The discovery of implicit connections between terms that do not occur together in any scientific document underlies the model of literature-based knowledge discovery first proposed by Swanson. Corpus-derived statistical models of semantic distance such as Latent Semantic Analysis (LSA) have been evaluated previously as methods for the discovery of such implicit connections. However, LSA in particular is dependent on a computationally demanding method of dimension reduction as a means to obtain meaningful indirect inference, limiting its ability to scale to large text corpora. In this paper, we evaluate the ability of Random Indexing (RI), a scalable distributional model of word associations, to draw meaningful implicit relationships between terms in general and biomedical language. Proponents of this method have achieved comparable performance to LSA on several cognitive tasks while using a simpler and less computationally demanding method of dimension reduction than LSA employs.
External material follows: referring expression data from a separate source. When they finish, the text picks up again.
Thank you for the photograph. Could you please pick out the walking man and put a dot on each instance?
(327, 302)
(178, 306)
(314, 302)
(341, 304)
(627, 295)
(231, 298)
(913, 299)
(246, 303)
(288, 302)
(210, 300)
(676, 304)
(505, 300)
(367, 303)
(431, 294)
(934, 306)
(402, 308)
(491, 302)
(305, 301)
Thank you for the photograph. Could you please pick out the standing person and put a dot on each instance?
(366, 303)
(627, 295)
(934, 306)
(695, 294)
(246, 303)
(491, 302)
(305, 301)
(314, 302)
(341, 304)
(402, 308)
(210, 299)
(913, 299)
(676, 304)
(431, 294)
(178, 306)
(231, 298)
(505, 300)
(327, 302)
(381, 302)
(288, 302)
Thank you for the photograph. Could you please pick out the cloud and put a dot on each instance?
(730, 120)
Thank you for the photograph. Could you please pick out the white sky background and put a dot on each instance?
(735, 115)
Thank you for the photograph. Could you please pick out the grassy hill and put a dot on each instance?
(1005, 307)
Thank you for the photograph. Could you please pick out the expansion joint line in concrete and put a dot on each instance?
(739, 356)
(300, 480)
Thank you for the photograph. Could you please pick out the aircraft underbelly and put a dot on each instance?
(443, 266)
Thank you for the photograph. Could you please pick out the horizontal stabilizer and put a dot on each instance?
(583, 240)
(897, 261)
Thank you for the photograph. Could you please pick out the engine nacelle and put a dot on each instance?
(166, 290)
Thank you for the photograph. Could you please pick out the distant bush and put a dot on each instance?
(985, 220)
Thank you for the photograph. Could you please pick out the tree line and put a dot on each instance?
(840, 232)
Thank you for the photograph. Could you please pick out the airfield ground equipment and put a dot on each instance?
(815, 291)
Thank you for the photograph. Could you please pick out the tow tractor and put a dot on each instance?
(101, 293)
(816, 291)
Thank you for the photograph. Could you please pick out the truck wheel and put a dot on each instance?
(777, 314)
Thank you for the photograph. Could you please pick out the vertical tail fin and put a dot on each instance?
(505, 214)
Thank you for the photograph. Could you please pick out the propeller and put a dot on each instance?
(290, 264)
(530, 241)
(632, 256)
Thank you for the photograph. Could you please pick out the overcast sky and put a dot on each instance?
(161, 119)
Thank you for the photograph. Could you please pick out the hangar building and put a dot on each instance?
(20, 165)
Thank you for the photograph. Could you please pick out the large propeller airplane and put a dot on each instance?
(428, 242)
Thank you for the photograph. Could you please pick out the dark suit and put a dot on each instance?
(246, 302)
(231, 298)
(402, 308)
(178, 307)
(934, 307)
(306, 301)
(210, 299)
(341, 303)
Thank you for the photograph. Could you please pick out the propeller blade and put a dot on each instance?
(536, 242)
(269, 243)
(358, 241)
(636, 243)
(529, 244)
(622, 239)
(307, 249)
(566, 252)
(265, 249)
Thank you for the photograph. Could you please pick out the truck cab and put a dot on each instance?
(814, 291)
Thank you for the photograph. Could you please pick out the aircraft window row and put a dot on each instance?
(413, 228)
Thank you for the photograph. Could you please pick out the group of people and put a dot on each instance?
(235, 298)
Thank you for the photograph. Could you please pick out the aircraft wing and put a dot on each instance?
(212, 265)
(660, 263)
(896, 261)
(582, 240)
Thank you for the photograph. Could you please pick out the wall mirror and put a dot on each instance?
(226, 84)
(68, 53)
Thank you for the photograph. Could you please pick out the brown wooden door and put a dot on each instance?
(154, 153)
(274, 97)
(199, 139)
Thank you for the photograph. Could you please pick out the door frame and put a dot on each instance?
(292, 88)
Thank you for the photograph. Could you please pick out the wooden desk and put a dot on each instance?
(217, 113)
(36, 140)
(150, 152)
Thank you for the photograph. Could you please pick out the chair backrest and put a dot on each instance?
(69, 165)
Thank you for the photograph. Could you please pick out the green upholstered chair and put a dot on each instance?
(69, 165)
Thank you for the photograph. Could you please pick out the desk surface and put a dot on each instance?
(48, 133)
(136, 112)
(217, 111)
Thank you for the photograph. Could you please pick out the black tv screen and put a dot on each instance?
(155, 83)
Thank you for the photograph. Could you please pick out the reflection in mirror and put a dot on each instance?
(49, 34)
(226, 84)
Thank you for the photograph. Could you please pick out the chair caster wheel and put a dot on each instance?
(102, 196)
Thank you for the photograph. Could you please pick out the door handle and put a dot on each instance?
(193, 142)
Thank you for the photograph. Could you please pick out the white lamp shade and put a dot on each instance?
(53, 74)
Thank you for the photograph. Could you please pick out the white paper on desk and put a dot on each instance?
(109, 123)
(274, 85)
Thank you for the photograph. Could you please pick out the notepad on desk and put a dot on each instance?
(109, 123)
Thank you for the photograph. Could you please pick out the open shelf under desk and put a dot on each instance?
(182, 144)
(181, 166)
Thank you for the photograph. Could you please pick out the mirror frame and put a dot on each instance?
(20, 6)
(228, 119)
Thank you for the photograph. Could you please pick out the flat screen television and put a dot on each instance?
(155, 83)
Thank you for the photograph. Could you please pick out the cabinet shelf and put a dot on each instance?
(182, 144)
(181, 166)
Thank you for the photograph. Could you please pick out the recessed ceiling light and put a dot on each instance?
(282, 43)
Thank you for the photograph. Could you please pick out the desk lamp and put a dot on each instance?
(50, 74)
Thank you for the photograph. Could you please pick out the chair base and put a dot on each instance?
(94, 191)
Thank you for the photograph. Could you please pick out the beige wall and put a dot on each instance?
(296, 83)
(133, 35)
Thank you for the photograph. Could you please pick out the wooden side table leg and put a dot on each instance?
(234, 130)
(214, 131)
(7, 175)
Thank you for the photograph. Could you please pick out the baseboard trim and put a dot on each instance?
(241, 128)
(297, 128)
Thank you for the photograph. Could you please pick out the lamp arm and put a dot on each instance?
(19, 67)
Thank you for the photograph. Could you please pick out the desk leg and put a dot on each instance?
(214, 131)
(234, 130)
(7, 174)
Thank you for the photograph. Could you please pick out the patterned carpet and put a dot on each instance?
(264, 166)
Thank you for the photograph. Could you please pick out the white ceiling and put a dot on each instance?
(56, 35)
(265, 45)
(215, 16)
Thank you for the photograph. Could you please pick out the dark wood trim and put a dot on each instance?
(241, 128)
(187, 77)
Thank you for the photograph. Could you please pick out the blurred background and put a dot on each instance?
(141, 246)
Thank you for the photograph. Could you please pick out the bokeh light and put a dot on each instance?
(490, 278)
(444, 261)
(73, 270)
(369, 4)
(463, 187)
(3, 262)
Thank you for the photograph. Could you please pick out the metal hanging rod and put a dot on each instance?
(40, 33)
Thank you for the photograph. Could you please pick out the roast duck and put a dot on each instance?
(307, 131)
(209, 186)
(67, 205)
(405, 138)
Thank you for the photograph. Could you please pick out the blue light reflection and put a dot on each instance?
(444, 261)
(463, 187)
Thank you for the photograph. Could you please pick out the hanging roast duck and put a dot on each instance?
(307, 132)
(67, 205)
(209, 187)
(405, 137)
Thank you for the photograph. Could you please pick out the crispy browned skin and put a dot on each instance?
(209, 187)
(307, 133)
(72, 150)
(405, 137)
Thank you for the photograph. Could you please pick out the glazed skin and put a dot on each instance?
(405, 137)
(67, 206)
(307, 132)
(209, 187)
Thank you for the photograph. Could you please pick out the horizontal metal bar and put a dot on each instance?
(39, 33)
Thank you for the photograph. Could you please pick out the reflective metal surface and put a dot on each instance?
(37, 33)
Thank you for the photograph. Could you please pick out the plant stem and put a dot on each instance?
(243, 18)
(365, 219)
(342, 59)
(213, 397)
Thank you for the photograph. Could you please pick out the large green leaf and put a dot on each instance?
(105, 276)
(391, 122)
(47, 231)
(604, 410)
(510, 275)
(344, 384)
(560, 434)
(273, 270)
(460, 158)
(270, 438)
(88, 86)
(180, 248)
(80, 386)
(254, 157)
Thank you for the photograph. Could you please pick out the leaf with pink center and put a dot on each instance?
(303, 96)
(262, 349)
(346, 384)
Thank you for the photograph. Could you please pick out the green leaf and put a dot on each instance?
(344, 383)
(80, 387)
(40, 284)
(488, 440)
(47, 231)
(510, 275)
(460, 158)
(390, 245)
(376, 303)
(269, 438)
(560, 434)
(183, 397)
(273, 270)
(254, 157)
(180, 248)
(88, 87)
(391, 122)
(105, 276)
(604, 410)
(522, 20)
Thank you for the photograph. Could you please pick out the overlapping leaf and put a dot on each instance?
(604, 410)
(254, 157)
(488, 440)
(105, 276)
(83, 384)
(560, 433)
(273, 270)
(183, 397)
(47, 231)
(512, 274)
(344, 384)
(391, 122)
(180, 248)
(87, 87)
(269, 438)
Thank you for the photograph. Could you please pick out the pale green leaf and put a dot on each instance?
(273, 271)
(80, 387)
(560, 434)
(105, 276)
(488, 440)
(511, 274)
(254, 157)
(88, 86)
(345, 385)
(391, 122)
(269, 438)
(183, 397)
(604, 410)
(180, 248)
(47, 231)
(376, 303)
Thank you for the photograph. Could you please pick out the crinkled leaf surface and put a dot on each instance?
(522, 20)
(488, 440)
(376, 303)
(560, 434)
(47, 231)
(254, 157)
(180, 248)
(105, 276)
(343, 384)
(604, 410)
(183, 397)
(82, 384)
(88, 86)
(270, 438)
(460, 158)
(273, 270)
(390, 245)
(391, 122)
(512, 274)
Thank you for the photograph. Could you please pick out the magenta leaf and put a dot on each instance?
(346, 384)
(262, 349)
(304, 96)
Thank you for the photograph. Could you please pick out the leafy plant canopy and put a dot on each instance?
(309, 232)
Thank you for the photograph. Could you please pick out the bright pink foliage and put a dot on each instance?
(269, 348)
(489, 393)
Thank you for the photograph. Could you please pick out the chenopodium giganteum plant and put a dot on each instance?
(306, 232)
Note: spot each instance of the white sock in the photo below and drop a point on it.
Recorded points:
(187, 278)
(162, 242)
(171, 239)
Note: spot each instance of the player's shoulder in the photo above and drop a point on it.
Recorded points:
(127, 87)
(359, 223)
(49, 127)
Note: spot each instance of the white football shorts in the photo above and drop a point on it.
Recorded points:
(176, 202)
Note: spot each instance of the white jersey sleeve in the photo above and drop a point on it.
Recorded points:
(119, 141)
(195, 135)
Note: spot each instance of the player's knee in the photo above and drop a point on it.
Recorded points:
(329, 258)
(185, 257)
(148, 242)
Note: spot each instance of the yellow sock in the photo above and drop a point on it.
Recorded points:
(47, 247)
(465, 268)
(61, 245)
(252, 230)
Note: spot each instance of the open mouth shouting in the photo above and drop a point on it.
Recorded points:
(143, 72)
In this paper, we demonstrate that the original implementation of RI is ineffective at inferring meaningful indirect connections, and evaluate Reflective Random Indexing (RRI), an iterative variant of the method that is better able to perform indirect inference. RRI is shown to lead to more clearly related indirect connections and to outperform existing RI implementations in the prediction of future direct co-occurrence in the MEDLINE corpus.
该模型的基础是隐性关联的发现,这些关联存在于 Swanson 首次提出的基于文献的知识发现模型中,术语之间虽然没有在任何科学文献中同时出现,但存在隐性关联。基于语料库的语义距离统计模型,如潜在语义分析(LSA),之前已被评估为发现此类隐性关联的方法。然而,特别是 LSA 依赖于计算密集型的降维方法,作为获得有意义的间接推理的手段,这限制了它扩展到大型文本语料库的能力。在本文中,我们评估了随机索引(RI)的能力,这是一种可扩展的词项关联分布模型,用于在一般和生物医学语言中提取术语之间的有意义的隐性关系。该方法的支持者在多项认知任务中取得了与 LSA 相当的性能,同时使用了比 LSA 更简单、计算要求更低的降维方法。在本文中,我们证明了原始的 RI 实现无法有效地推断有意义的间接关联,并评估了反射随机索引(RRI),这是该方法的迭代变体,能够更好地进行间接推理。RRI 被证明可以产生更相关的间接关联,并在预测 MEDLINE 语料库中的未来直接共现方面优于现有的 RI 实现。